An Intra-Company transfer makes it possible for an employee of a Company to work for the company’s branch/subsidiary/division/affiliate/parent company in Canada without the need to obtain a Labour Market Impact Assessment (LMIA). That is the work permit through an Intra-Company transfer program is LMIA exempt.
Note: To learn about Intra-Company transfers in general, click here.
It is quite normal for IT companies and corporations to have branches in different parts of the world. Sometimes, if not quite often, they are businesses that facilitate one or more other businesses, and their presence in a global scale is indispensable form an operational perspective. Also, though spoken languages change from one country to another, the language of technology does not. This mitigates the risk of cultural/linguistic conflicts which many Canadian employers prefer to avoid in their workplace.

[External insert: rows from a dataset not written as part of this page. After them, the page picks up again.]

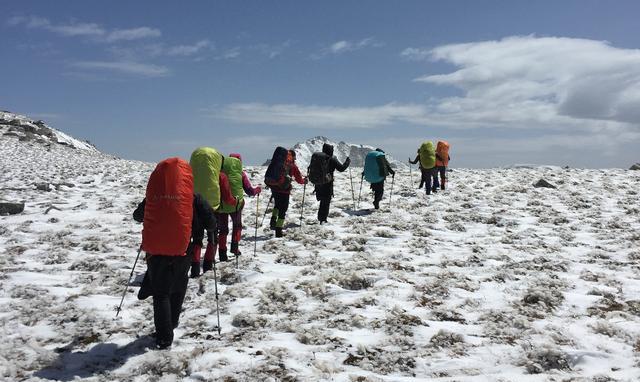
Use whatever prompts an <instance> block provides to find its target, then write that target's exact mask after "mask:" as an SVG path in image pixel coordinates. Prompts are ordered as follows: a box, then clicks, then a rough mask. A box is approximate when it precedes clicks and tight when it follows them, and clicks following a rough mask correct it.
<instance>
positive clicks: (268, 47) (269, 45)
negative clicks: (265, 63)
mask: <svg viewBox="0 0 640 382" xmlns="http://www.w3.org/2000/svg"><path fill="white" fill-rule="evenodd" d="M290 46H291V41H290V40H288V41H285V42H283V43H281V44H258V45H255V46H253V49H255V50H257V51H258V52H260V53H262V54H264V55H265V56H267V57H268V58H269V59H273V58H276V57H278V56H279V55H281V54H282V53H283V52H284V51H285V50H286V49H287V48H289V47H290Z"/></svg>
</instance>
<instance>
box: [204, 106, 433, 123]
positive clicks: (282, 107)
mask: <svg viewBox="0 0 640 382" xmlns="http://www.w3.org/2000/svg"><path fill="white" fill-rule="evenodd" d="M424 113H425V110H424V107H422V106H419V105H398V104H393V103H390V104H387V105H382V106H375V107H330V106H315V105H312V106H306V105H296V104H280V105H267V104H263V103H236V104H230V105H227V106H225V107H223V108H222V109H220V110H215V111H214V112H213V113H212V115H213V116H216V117H222V118H224V119H227V120H230V121H233V122H238V123H250V124H270V125H282V126H297V127H306V128H322V129H339V128H375V127H380V126H386V125H390V124H391V123H393V122H398V121H406V120H411V119H414V118H420V117H422V116H423V115H424Z"/></svg>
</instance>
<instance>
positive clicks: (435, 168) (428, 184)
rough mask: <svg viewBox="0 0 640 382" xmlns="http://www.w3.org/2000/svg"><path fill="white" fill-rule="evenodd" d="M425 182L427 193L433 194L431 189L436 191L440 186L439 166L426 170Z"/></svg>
mask: <svg viewBox="0 0 640 382" xmlns="http://www.w3.org/2000/svg"><path fill="white" fill-rule="evenodd" d="M423 174H424V183H425V190H426V191H427V195H429V194H431V191H432V190H433V192H436V189H437V187H438V169H437V167H432V168H427V169H425V170H424V173H423Z"/></svg>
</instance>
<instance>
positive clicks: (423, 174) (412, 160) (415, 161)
mask: <svg viewBox="0 0 640 382" xmlns="http://www.w3.org/2000/svg"><path fill="white" fill-rule="evenodd" d="M409 163H411V164H416V163H417V164H418V168H419V169H420V185H419V186H418V190H419V189H421V188H422V187H424V178H425V173H424V167H422V164H421V163H420V150H418V154H417V155H416V157H415V159H414V160H411V158H409Z"/></svg>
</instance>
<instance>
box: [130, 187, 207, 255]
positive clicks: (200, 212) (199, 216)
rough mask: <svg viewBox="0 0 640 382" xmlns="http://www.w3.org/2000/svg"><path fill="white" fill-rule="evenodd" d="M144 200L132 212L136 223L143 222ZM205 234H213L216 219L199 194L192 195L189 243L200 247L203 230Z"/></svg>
mask: <svg viewBox="0 0 640 382" xmlns="http://www.w3.org/2000/svg"><path fill="white" fill-rule="evenodd" d="M146 201H147V200H146V198H145V199H143V200H142V202H140V204H138V207H137V208H136V210H135V211H133V219H134V220H135V221H137V222H138V223H142V222H143V221H144V206H145V204H146ZM205 229H206V230H207V232H210V233H215V232H216V229H217V223H216V217H215V215H214V213H213V209H212V208H211V206H209V203H207V201H206V200H205V199H204V198H203V197H202V196H200V194H194V195H193V220H192V221H191V243H192V244H195V245H199V246H202V239H203V238H204V230H205Z"/></svg>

Intra-Company transfers gives the special benefit to IT employees and professionals in that they can obtain facilitated (LMIA exempt) work permits to work in their company’s branch/subsidiary/division/affiliate/parent company in Canada. This is an attractive option for Canadian employers because they do not have to bear the formalities, expenses, as well as hassles with respect to a Labour Market Impact Assessment (LMIA). That is, for Canadian employers to hire IT/Tech professionals through an Intra-Company transfer program, depending on the specific case, they may not have to prove that they were unable to find the required talent (professionals) inside Canada.